Pompey’s New Stadium In Doubt

Portsmouth FC’s ambition to move to a spectacular new waterside stadium could hit the rocks because of the club’s need to include shops in the development. Bankers interested in financing the £100m scheme have told the club that there must be a significant retail element along the 36,000-seater ground and housing, or the necessary cash will not be available. With the credit crunch biting the club have changed their plans to include shops, a hotel and supermarket.

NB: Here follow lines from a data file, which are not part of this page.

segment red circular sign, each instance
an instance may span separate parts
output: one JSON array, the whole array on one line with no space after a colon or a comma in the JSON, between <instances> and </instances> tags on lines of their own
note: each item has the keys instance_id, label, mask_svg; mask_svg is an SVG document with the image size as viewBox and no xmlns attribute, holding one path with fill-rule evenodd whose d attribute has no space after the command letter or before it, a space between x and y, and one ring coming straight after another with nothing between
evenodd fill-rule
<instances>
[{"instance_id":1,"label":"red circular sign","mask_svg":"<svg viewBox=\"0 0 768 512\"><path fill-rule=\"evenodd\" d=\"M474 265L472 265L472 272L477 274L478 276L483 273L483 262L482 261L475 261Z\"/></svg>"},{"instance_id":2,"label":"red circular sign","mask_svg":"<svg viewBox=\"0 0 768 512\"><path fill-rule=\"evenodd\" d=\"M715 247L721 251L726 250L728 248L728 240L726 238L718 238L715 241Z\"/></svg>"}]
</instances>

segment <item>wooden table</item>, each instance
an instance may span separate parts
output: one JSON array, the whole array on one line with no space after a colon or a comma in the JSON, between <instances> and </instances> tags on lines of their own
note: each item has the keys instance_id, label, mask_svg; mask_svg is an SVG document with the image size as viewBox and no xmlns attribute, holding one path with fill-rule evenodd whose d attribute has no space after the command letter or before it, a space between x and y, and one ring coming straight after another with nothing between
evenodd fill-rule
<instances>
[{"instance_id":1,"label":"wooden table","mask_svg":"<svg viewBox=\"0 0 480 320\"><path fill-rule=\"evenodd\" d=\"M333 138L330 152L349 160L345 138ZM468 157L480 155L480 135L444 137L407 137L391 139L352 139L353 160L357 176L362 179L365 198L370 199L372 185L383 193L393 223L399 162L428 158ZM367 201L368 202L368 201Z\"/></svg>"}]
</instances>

Portsmouth FC’s ambition to move to a spectacular new waterside stadium could hit the rocks because of the club’s need to include shops in the development. Bankers interested in financing the £100m scheme have told the club that there must be a significant retail element along the 36,000-seater ground and housing, or the necessary cash will not be available. With the credit crunch biting the club have changed their plans to include shops, a hotel and supermarket. But the city council thinks such major changes would almost certainly spark a full-blown public inquiry and fears a new shopping development could drain the life from the city centre. The council fears shops at the development could threaten Gunwharf Quays and the proposed Northern Quarter city centre development. However, the club’s executive chairman, Peter Storrie, insisted that there would not be direct competition as ‘It’s other types of retail that will just make it profitable for us’. The leader of the City Council, Gerald Vernon-Jackson, responded, ‘From nobody else would we look at an out-of-town shopping centre, but because it’s the football club we will work with them on it.’ However, he didn’t offer too much hope: ‘Ministers will be unhappy about out of town shopping because of the effect on city centres. It will be a public inquiry and ministers will make the decision.’

A resolution to the takeover bid for the club is forecast within 10-14 days. Admittedly, this forecast comes from Mike Makaah of Prosports International, a South African sports management company which is one of the intermediaries fronting the bid. He argued that the revised plans for the new stadium made the club a better prospect: ‘The commercial element is a serious point of interest in the deal.’ Makaab refused to name any of those making the offer, although he ruled out Johann Rupert, one of South Africa’s richest men (linked with a possible buyout of Newcastle earlier in the year). Makaab continued. ‘None of them are football me at all – and none of them are involved in gold mining. What interests them about Portsmouth as opposed to any other British club is that it is the only Premier League club in that part of the world.’ That honour once belonged to Southampton, who built a new stadium on the back on it and are now burdened with debt and may join Leeds and Leicester in League 1 (assuming those last two clubs don’t get promoted which they may do). What the buyers are possibly overlooking is that Portsmouth is probably the poorest and most socially deprived city in southern England, despite recent efforts at regeneration and the success of the University.